While Wall Street analysts hem and haw about Netflix’s current fast rate of burning through cash, the No. 1 SVOD provider is seeing exponential increases in the value of its core asset: its content library.
According to Morgan Stanley, Netflix’s program library was worth $12 billion at the end of the first quarter, more than double the $5.7 billion valuation it held at the end of Q1 2015.
Over that same span, original content has gone from accounting for just 5% of that asset valuation to 14%—Netflix original series are now valued at $1.7 billion, Morgan Stanley said.
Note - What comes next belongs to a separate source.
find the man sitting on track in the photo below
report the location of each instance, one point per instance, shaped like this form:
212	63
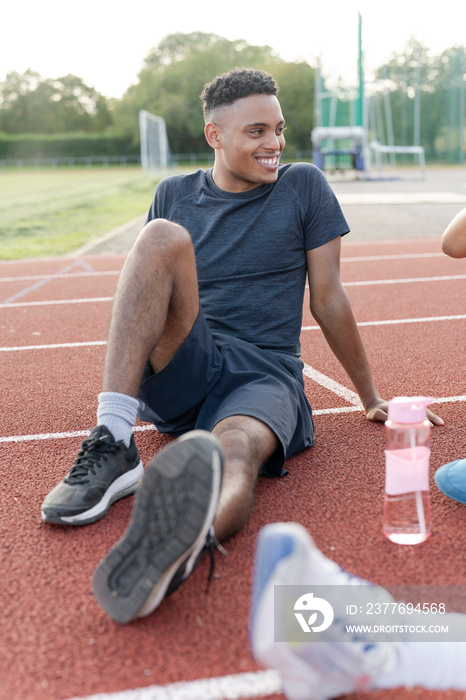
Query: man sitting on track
204	343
Building this asset, of course, hasn’t come cheaply. Netflix said it will spend $6 billion on producing and licensing content in 2017—versus $4 billion for Amazon and $2.5 billion for Hulu.
Netflix free cash flow in the just-reported second quarter came in at about $608 million, ramping up from $254 million during the year-ago quarter. The company expects free cash flow for the full year to be between about $2 billion and $2.5 billion.
“With our content strategy paying off in strong member, revenue and profit growth, we think it’s wise to continue to invest. In continued success, we will deploy increased capital in content, particularly in owned originals, and, as we have said before, we expect to be FCF negative for many years,” wrote Netflix in a shareholder letter (PDF).
The strategy is certainly driving subscriber and revenue growth.
In addition to adding a record 5.2 million subscribers during the quarter, Netflix also saw its revenues rise 32.3% and its profit rise to $66 million, up from $41 million in the year-ago quarter.
Meanwhile, critical acclaim has come along with Netflix’s sizable investment in originals. Last week, Netflix originals garnered 91 Emmy nominations, second only to HBO’s 111. Netflix’s Stranger Things captured 19 nominations all on its own.